Evidence of how positively this may have impacted the broader Black community at the time can be seen in the response to the film by many young girls around the country. Aldis Hodge has reported that the cast is “constantly doing panels for STEM and STEAM [Science, Technology, Engineering, Art & Design, and Mathematics] all over. It’s taken a life of its own.”
Arguably,the most poignant moment of the film was the interchange between Vaughn (Octavia Spencer) and her boss played to perfection by Kirsten Dunst who said she had nothing against Black folks, Spencer’s response was timeless. “I know you believe that,” she said.

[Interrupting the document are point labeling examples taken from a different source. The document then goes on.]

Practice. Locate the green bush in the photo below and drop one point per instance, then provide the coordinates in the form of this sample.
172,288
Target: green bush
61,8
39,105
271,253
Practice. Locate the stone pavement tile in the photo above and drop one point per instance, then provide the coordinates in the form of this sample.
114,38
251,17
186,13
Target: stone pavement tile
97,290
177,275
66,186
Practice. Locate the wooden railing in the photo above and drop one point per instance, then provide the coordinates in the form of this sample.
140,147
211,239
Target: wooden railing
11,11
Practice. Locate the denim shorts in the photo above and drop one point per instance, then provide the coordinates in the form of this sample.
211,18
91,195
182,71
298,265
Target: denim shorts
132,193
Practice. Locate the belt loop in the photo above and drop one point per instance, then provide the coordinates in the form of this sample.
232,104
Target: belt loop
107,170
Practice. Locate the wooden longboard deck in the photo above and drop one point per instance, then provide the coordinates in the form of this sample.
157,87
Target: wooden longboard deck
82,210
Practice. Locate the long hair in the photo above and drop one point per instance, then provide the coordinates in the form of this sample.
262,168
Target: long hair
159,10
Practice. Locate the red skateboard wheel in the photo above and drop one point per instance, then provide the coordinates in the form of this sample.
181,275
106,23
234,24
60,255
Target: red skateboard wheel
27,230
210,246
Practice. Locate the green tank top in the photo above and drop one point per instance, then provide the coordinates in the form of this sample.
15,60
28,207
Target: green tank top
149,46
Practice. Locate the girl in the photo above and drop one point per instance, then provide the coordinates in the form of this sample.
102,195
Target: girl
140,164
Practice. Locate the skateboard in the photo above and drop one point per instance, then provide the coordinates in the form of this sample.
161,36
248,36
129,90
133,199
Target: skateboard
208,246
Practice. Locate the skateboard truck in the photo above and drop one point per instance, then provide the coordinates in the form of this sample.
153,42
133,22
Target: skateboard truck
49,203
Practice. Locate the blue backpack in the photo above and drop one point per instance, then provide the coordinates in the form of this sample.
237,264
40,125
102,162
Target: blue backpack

When Kathrine (Taraji) let loose what she had been holding in for months, you could feel her pain. It was a pain felt across generations. It’s the same pain felt when the professor tells the young Black woman that ‘this can’t be your work’, or the pain of hearing, ‘you are not like the others,’ or the pain of folks looking at you with that, ‘you must be the Affirmative Action hire or student’ look. Nowadays they have taken down the signs but the pain can still be felt in the little cuts we now call micro-aggressions.
We don’t know if John Glenn’s portrayal as a tolerant and decent and fair-minded White man is historically accurate, but it’s likely the White folks backing the film required it. Undoubtedly it needed Kevin Costner who was stellar as the big boss, to dramatically tear down the Colored bathroom sign. It made the audience a little less uncomfortable and fulfilled one of the requirements of this type of film: ‘Thou shalt have at least one White savior.’
Some walked away from the film feeling good about our racial progress ( it is a box office hit) but truth is we haven’t progressed as much as we want to believe. What people should come away with, is a determination to make sure that this does not happen again, as the US seeks to make itself “great again.”